Separately, Cameron addressing students at the Al Azhar University in the Indonesian capital city of Jakarta on Thursday morning said the international community must extend its full support to countries like Myanmar where pro-democracy reforms are being implemented.
"Where reform is beginning, like in Burma, we must get behind it. So let us pay tribute to those who have fought for that reform and fought for that freedom, not least the inspirational Aung San Suu Kyi."
Cameron had praises for the bravery and determination shown by Suu Kyi, leader of the National League for Democracy (NLD) party and a Nobel laureate. She was recently elected to Myanmar's parliament in a by-election for seats vacated by parliamentarians who were appointed to Cabinet posts or other executive positions in the government.
The by-elections were monitored by representatives of some 25 countries, including the US, EU and members of the Association of Southeast Asian Nations (ASEAN). They were invited by the new civilian government that took office in March 2011 as part of efforts to get the recently adopted political reforms witnessed and verified by the international community.
Suu Kyi was under house arrest for most of the past 20 years. She was freed on November 13, 2010, hours after the military-backed Union Solidarity and Development Party (USDP) emerged victorious in a landmark election in which both she and her party were denied participation.
The NLD had secured a landslide victory in the 1990 elections, but could not assume power as the ruling military junta refused to recognize the election results.
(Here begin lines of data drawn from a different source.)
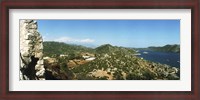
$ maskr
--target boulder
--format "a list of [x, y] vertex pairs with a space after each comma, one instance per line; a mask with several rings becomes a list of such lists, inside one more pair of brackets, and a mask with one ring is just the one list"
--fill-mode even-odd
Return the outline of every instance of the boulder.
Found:
[[35, 20], [20, 20], [20, 79], [43, 80], [43, 39]]

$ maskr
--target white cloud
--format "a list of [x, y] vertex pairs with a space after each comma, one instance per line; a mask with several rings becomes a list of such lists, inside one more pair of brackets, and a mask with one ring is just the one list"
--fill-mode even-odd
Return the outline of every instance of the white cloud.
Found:
[[93, 39], [74, 39], [74, 38], [70, 38], [70, 37], [60, 37], [55, 39], [54, 41], [58, 41], [58, 42], [66, 42], [66, 43], [93, 43], [94, 40]]

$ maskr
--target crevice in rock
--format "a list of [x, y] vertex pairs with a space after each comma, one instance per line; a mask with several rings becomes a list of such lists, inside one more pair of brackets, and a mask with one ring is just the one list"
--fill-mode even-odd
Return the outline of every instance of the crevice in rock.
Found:
[[[23, 75], [27, 76], [30, 80], [37, 80], [35, 66], [39, 58], [31, 56], [31, 62], [28, 64], [28, 67], [23, 70]], [[37, 78], [37, 79], [36, 79]]]

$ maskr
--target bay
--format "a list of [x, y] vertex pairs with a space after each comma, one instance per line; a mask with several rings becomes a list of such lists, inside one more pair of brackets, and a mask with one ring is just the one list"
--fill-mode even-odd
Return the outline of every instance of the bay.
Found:
[[161, 64], [167, 64], [172, 67], [180, 68], [180, 54], [171, 52], [157, 52], [150, 50], [139, 50], [141, 55], [139, 57], [149, 60], [152, 62], [157, 62]]

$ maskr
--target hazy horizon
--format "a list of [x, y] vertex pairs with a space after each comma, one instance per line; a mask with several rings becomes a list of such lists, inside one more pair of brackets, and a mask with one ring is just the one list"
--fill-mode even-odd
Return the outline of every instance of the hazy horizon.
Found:
[[37, 20], [44, 41], [98, 47], [180, 44], [180, 20]]

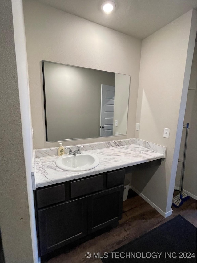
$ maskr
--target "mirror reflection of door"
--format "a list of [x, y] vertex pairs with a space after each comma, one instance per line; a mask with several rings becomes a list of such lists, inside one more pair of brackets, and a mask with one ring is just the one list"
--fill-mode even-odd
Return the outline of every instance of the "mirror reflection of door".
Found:
[[113, 135], [115, 87], [101, 85], [100, 136]]

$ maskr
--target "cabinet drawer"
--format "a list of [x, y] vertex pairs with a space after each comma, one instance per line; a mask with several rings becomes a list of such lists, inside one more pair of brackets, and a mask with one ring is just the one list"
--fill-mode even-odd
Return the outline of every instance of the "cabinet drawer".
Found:
[[59, 185], [36, 191], [38, 208], [65, 201], [64, 184]]
[[70, 197], [74, 198], [100, 191], [103, 185], [103, 175], [71, 182]]
[[107, 173], [107, 188], [124, 184], [125, 174], [124, 169]]

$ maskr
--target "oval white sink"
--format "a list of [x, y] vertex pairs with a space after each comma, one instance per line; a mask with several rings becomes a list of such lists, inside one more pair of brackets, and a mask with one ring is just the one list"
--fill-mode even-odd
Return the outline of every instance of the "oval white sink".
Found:
[[67, 171], [86, 171], [96, 167], [100, 160], [92, 154], [82, 153], [76, 155], [64, 154], [57, 159], [55, 164], [58, 168]]

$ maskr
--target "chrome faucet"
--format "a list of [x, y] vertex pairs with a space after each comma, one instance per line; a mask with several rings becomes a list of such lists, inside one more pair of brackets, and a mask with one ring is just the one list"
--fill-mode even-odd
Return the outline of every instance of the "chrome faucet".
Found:
[[72, 149], [70, 148], [69, 148], [68, 147], [66, 147], [65, 148], [65, 149], [69, 149], [69, 152], [68, 153], [68, 155], [76, 155], [76, 154], [79, 154], [81, 153], [81, 151], [80, 150], [80, 148], [81, 148], [82, 147], [83, 147], [83, 146], [78, 146], [77, 145], [76, 146], [77, 147], [78, 147], [78, 148], [77, 150], [75, 150], [74, 151], [73, 151], [72, 150]]

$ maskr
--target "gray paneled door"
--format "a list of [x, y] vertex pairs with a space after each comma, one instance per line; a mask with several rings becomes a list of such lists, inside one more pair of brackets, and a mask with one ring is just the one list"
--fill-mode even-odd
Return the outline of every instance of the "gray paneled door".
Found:
[[100, 135], [113, 135], [115, 87], [101, 85]]

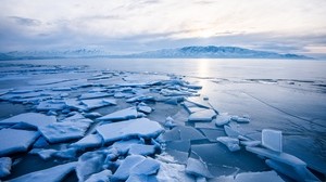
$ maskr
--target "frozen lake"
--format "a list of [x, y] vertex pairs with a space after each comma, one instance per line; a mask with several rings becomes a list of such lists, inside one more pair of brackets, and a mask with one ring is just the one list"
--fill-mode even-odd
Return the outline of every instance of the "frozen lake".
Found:
[[[27, 66], [26, 70], [28, 72], [24, 72], [23, 64], [43, 65], [43, 67]], [[55, 65], [60, 65], [58, 72]], [[87, 66], [85, 67], [85, 74], [83, 74], [83, 66]], [[76, 72], [75, 67], [83, 67], [83, 69]], [[50, 83], [57, 83], [53, 79], [58, 79], [58, 82], [60, 82], [60, 79], [67, 78], [89, 79], [90, 76], [95, 77], [100, 72], [109, 70], [141, 74], [141, 77], [130, 77], [129, 81], [131, 82], [142, 82], [148, 79], [146, 77], [161, 78], [161, 76], [174, 74], [193, 84], [202, 86], [199, 91], [200, 98], [208, 98], [213, 109], [220, 114], [244, 115], [250, 118], [250, 123], [234, 123], [234, 127], [238, 128], [239, 131], [252, 139], [261, 140], [258, 133], [263, 129], [280, 130], [284, 135], [283, 143], [286, 153], [304, 160], [311, 169], [326, 173], [326, 62], [323, 61], [204, 58], [11, 61], [0, 63], [0, 90], [4, 92], [8, 89], [28, 89], [26, 83], [41, 86], [39, 89], [42, 89], [46, 88], [47, 83], [41, 82], [41, 80], [52, 79]], [[39, 72], [42, 74], [39, 74]], [[115, 80], [110, 81], [114, 82]], [[98, 83], [105, 82], [103, 80]], [[57, 86], [53, 84], [53, 87]], [[160, 110], [158, 108], [160, 104], [155, 106], [155, 112]], [[125, 105], [121, 106], [121, 108], [123, 107]], [[149, 115], [149, 118], [162, 121], [170, 115], [175, 115], [175, 120], [178, 117], [180, 119], [185, 117], [183, 112], [171, 112], [173, 109], [171, 106], [162, 104], [161, 107], [161, 112], [166, 110], [166, 114], [153, 113]], [[12, 105], [1, 101], [0, 119], [29, 109], [28, 105]], [[204, 129], [201, 132], [209, 133]], [[218, 170], [214, 166], [218, 164], [218, 159], [208, 157], [211, 154], [201, 150], [205, 147], [208, 147], [208, 151], [212, 150], [211, 144], [205, 143], [205, 146], [201, 144], [201, 142], [196, 143], [192, 150], [206, 164], [211, 162], [210, 171], [213, 176], [221, 174], [218, 172], [214, 173], [214, 170]], [[248, 154], [241, 154], [241, 156], [247, 157], [249, 160], [252, 157]], [[228, 160], [233, 160], [231, 155], [228, 157]], [[26, 160], [30, 160], [30, 158]], [[233, 166], [233, 162], [225, 162]], [[252, 162], [250, 167], [237, 162], [235, 166], [238, 165], [237, 168], [240, 171], [265, 169], [265, 166], [260, 161], [252, 160]], [[247, 167], [248, 169], [246, 169]], [[222, 174], [229, 173], [224, 171]], [[20, 176], [20, 172], [13, 177], [15, 176]]]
Although the NLD boycotted the November 2010 polls, the party decided to rejoin mainstream politics in December and was subsequently allowed to contest the by-polls.
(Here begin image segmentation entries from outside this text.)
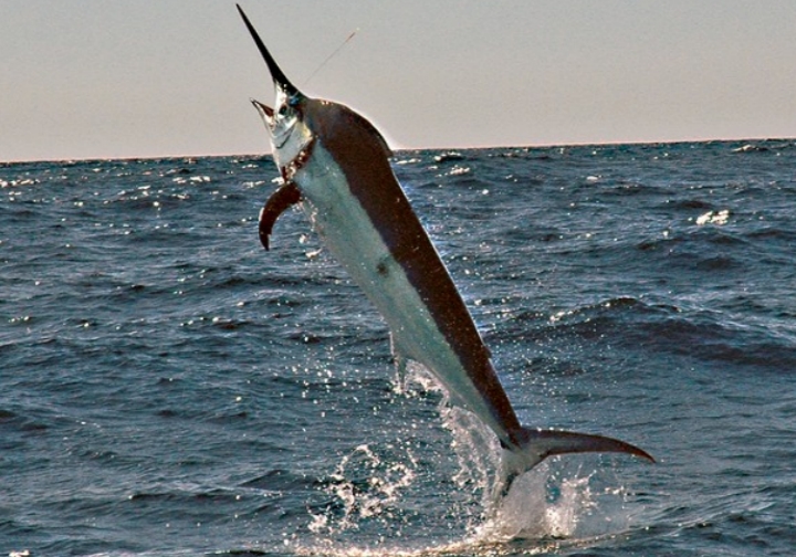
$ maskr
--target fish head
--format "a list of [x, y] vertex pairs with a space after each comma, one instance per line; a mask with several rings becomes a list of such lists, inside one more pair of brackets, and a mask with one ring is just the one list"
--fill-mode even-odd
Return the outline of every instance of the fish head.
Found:
[[274, 107], [255, 99], [252, 99], [252, 104], [265, 123], [276, 166], [284, 168], [295, 160], [313, 140], [313, 133], [305, 118], [307, 105], [313, 99], [291, 83], [240, 6], [238, 6], [238, 11], [271, 72], [275, 92]]

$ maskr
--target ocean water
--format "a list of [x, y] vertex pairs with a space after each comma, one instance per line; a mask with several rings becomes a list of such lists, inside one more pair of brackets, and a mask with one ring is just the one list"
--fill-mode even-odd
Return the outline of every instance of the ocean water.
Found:
[[790, 556], [796, 144], [399, 151], [395, 170], [528, 425], [494, 440], [269, 157], [0, 166], [0, 555]]

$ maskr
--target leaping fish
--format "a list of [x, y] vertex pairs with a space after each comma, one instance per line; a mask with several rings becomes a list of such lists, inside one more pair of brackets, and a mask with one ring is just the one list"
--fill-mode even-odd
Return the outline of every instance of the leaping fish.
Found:
[[276, 64], [238, 6], [268, 64], [274, 108], [252, 99], [265, 123], [284, 183], [260, 213], [260, 240], [301, 203], [329, 253], [386, 320], [399, 366], [425, 366], [450, 402], [474, 413], [505, 454], [504, 492], [547, 456], [620, 452], [654, 462], [617, 439], [520, 424], [448, 270], [389, 165], [387, 141], [364, 116], [338, 103], [304, 95]]

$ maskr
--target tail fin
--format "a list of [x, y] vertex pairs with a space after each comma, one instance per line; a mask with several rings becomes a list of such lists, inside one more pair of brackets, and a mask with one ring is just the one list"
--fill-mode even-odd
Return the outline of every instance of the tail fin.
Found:
[[647, 451], [625, 441], [572, 431], [523, 428], [519, 446], [507, 449], [507, 454], [504, 458], [506, 480], [503, 494], [509, 493], [512, 482], [523, 472], [531, 470], [547, 456], [556, 454], [620, 452], [654, 462], [654, 459]]

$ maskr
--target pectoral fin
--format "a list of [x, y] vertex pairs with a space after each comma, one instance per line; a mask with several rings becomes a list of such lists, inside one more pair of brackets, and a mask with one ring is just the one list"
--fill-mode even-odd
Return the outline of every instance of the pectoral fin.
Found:
[[294, 182], [286, 182], [274, 191], [260, 210], [260, 243], [270, 250], [269, 237], [273, 225], [285, 209], [301, 201], [301, 191]]

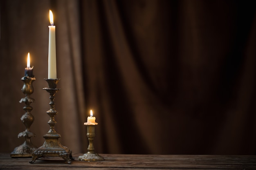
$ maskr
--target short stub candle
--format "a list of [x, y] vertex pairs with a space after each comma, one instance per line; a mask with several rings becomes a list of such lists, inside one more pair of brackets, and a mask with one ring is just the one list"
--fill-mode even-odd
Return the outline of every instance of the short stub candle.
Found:
[[98, 123], [95, 122], [96, 118], [93, 117], [92, 110], [91, 110], [90, 111], [90, 116], [87, 117], [87, 122], [85, 122], [83, 124], [85, 125], [95, 125], [98, 124]]
[[28, 76], [30, 77], [33, 77], [34, 75], [33, 75], [33, 68], [30, 67], [30, 55], [29, 53], [27, 53], [27, 68], [25, 68], [25, 76]]

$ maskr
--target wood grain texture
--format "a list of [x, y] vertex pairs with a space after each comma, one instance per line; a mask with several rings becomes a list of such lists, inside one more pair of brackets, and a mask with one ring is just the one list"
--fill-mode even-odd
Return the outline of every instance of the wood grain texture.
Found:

Cameron, who is currently on an Asia tour, is expected to hold talks with President Thein Sein and Suu Kyi while in Myanmar. When he lands in Myanmar, Cameron will become the first Western head of state to visit the country since the democratic elections after 50 years of military rule.
Britain and other Western powers, including the United States have softened their approach toward Myanmar in recent months after reforms were initiated by the military-backed civilian government. Myanmar had earlier been slapped with several rounds of sanctions by Western nations, mostly over continued detention of political prisoners and suppression of pro-democracy protests by the military junta.
Since taking power in March 2011, the new government led by President Thein Sein has released thousands of prisoners. Those freed included journalists, government critics as well as pro-democracy and opposition activists, jailed by the military regime. The government also implemented several pro-democracy reforms demanded by the opposition and the international community.